Because most philosophies that frown on reproduction don't survive.

Monday, February 27, 2006

Envy and Priorities

I used to think that I wasn't prone to envy because I could admire the way that my friends who were materially better off spent their money. I couldn't begrudge them nicer clothes or furniture or houses because those were just the sorts of things I would buy if I could afford to. It was nice that somebody had fine things, even if it wasn't me.

Envy is a bit more insidious than that, I find now. I was content as long as people I knew bought things that I considered worthwhile, but now I find myself grinding my teeth whenever someone I know drops what I consider a lot of money on something I consider foolish, or downright stupid. This is silly, I know -- my friends aren't obligated to conform to my tastes in their spending habits, and variety is the spice of life, and all. Still, it irks me more than it should to think, "Geez, if I had that kind of disposable income, you can bet I wouldn't spend it on A, B, or C!"
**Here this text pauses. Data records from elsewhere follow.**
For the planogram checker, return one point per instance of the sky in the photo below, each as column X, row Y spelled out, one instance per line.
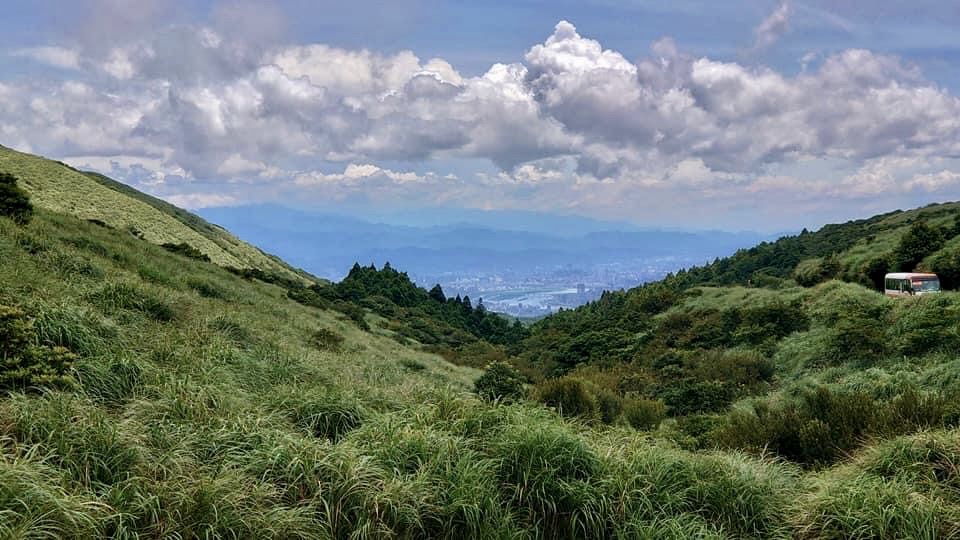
column 752, row 114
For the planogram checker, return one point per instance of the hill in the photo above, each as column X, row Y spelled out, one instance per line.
column 465, row 249
column 90, row 196
column 147, row 393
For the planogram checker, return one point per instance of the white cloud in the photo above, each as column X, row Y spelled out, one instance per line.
column 55, row 56
column 775, row 25
column 201, row 200
column 573, row 125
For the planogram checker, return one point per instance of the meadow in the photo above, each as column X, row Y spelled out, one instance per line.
column 182, row 400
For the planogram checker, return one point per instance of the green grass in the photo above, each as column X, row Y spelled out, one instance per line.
column 205, row 407
column 57, row 187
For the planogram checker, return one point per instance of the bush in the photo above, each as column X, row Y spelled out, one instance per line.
column 927, row 325
column 690, row 396
column 500, row 381
column 325, row 339
column 330, row 416
column 14, row 202
column 810, row 272
column 208, row 289
column 570, row 396
column 874, row 271
column 644, row 414
column 818, row 427
column 232, row 330
column 23, row 365
column 186, row 250
column 742, row 368
column 127, row 296
column 946, row 264
column 918, row 242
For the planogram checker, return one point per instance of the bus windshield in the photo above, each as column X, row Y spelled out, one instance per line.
column 926, row 285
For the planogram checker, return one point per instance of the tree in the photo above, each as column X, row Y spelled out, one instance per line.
column 918, row 242
column 437, row 294
column 500, row 381
column 14, row 202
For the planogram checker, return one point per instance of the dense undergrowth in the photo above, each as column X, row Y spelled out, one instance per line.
column 200, row 403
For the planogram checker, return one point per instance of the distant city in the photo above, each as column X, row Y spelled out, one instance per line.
column 522, row 264
column 539, row 293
Of course, this works both ways. I recall coming back from a sale once with a blazer and showing to an acquaintance. She took one look at the price tag and exclaimed, "Tell me you didn't pay that much for that!" It pleases me to think that I have good taste and an eye for quality, so her response rankled. But then, everyone I know thinks that they are as frugal as they possibly can be, in accordance with their priorities -- they're just not MY priorities.

Which only goes to prove that I'm far more materialistic than I'd like to admit, and that the temptation to envy is stronger than I once thought it was.


Rick Lugari said...

So tell us who is the sinfully poor steward of God's blessings?

Darwin said...

As we discussed when originally batting this concept around, I wonder if the distinction between greed and envy comes in here a bit.

Clearly, Greed is that vice which wants all good things for itself. Envy is that vice which wishes to posses the good things that others possess, or perhaps (in more vicious terms) simply doesn't want others to have anything good.

I can't decide whether this is a more mild form of envy (desiring that others have good things, but only if their taste conforms to one's own) or if it is instead a strange blend of envy and greed: desiring that others have things only if their wishes conform to one's own, thus giving one a sort of vicarious joy of consumption.